Hello and welcome to my blog! My name is Caroline and I am a PhD student at the University of Sheffield. My research project focuses on Striga - a genus of parasitic plants that devastates harvests by infecting food crops. I am exploring the defence reactions that can make host plants more resistant against Striga. Due to my ongoing battles with anorexia, I haven't made as much progress as I would have liked but I am determined to finish the course.


This blog charts the ups and downs of life in the lab, plus my dreams to become a science communicator and forays into public engagement and science policy....all while trying to keep my mental and physical health intact. Along the way, I'll also be sharing new plant science stories, and profiles of some of the researchers who inspire me on this journey. So whether you have a fascination for plants, are curious about what science research involves, or just wonder what exactly I do all day, read on - I hope you find it entertaining!


Wednesday, 2 July 2014

Frogs, telephone interviews and women in science...

Another early start...and even earlier for Dr Hamilton, who was picked up at 6.00 to be taken to the recording studio for his interview on the Today Programme. Unfortunately, I miss this whilst I was in the shower - after all the excitement it was only four minutes long! It certainly seems to have generated a lot of interest thigh, even being picked up by The Telegraph.
But, I have to look forward to the next lot of interviews; two this morning both for German Public Radio. I escorted first Dr Amanda Adams ( who works on scorpion burrow design in Israel) then Miss Lauren Nadler ( who investigates social recognition in tropical reef fish). Once again, the landline works fine and my German colleague, Michael Stang, seems pleased with the results. I tell the researchers not to be too nervous, after all their words will have to be dubbed over into German!

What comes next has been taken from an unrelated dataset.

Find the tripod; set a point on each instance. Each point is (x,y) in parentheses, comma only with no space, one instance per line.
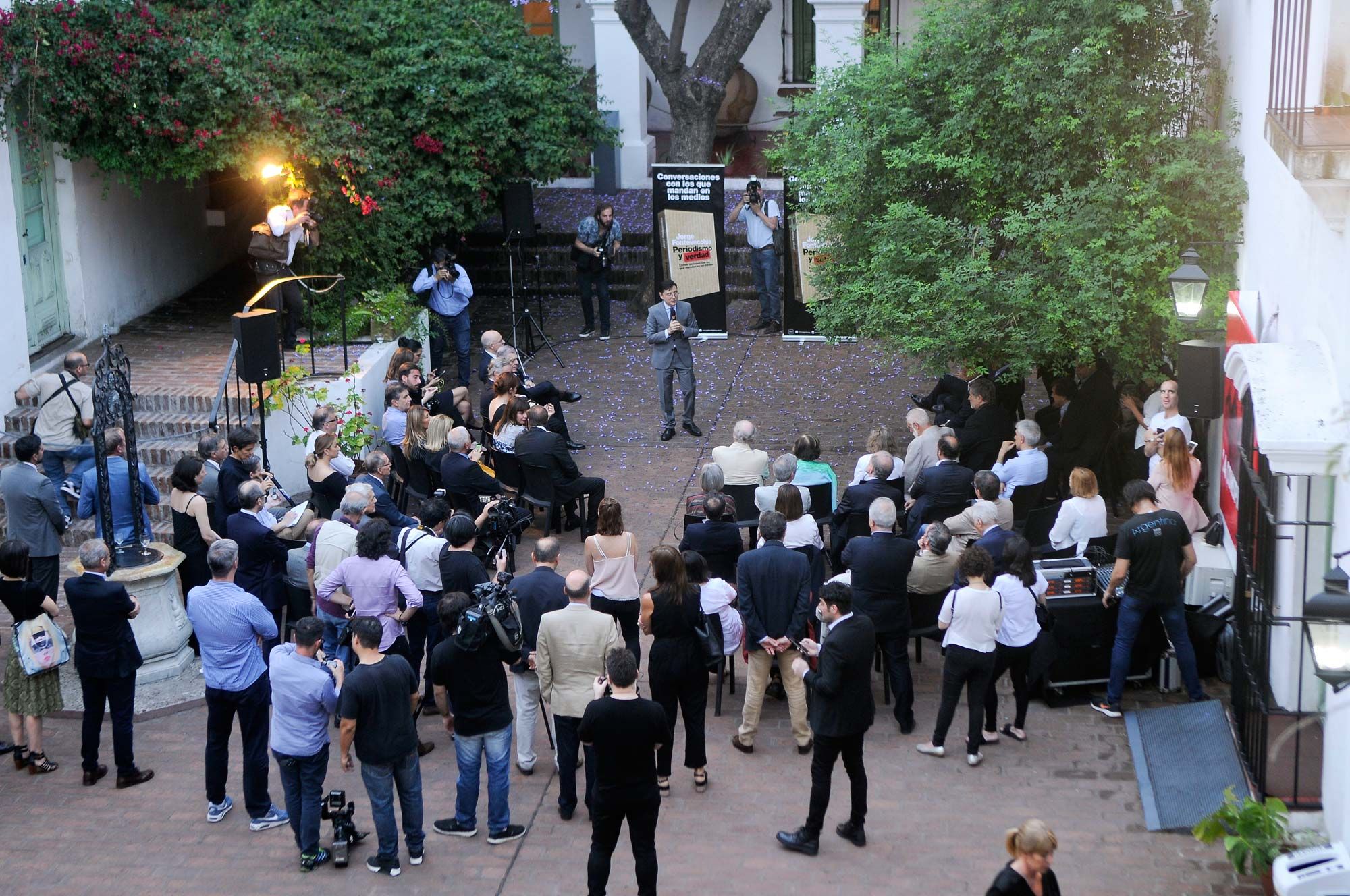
(524,320)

I feel slightly awkward about how few talks I have attended so far... There is a wealth of fascinating science being discussed here but I am hardly sitting in on any of it. One example was the Presidents Medallist talk this morning, on auxin dynamics in the root. I had hoped to attend this but ended up trying to arrange the room to do the phone interview in. Foiled! I made up for it in the afternoon by dropping in on the session on animal biomechanics. This covered a fascinating range of organisms but I was struck by a talk from PhD student Miss Marta Garcia- Vidal, investigating how the environment influences a frogs jumping style. I grabbed her afterwards for an interview and may be able to get another press release out of it. Watch this space!


Another highlight was Dr Christopher Clemente's talk describing his work on lizard locomotion. Larger animals put greater stress on their limb bones and Dr Clemente was investigating to see whether larger sized lizards adopt a more upright posture to compensate for this. Although the PowerPoint kept breaking down on him, he ploughed on with gusto, entertaining us with videos showing him running after the lizards to get footage of them in motion...and occasionally, they turned round and chased him! Further information on his research can be found on his blog: http://biomechanicsdownunder.blogspot.co.uk




Networking at the Poster Session



Meanwhile, I was excited to see that the BBC exclusive about dormice had gone live (http://www.bbc.co.uk/news/science-environment-28036330). I always think the 'BBC treatment' gives a very professional touch! After the main session finished, the poster session opened. This is an especially good opportunity for early career scientists, including PhD students, to showcase their work to a large scientific audience. It can also be an invaluable way to  network, make new contacts and find potential collaborators in research. It feels a bit like an eclectic art gallery, where one is free to wander and browse the 'advertisements' . It is much more enjoyable, if course, when you KNOW some of the scientists and can have a catch up with old acquaintances.

The Women in Science Dinner at the Palace Hotel





After checking in with friends and former lecturers from Durham University, I had to dash back to the Palace Hotel to be in good time for the Women in Science dinner. This has been an organised event at the SRB Annual Meeting now for 12 years and is designed as an informal chance to discuss the big issue of gender equality in science. The setting, in the Grand Room, was sumptuous indeed with chandeliers, towering marble arches, silverware and lighted candles. Our after dinner speaker was Sarah Dickinson, strategic director of Athena Swan, a award scheme by which Universities and research institutes can gain recognition for implementing strategies to promote gender equality. Encouragingly, their results suggest that institutes that are part of the award scheme see benefits for all their staff; when women are able to work more effectively and have greater support, the whole working environment improves, resulting in tangible results, including more papers. After dessert, the floor was opened up for questions with even the ( relatively few) makes attendees getting involved. In the end, the discussions moved into the bar area and I decided to head up to bed, fortunately in the same building. It was a thought provoking evening, but as one attendee noted ' How will such events have impact when so few men are present? Half of the decision makers are missing!'
A good point for the next meeting - women, invite your male colleagues!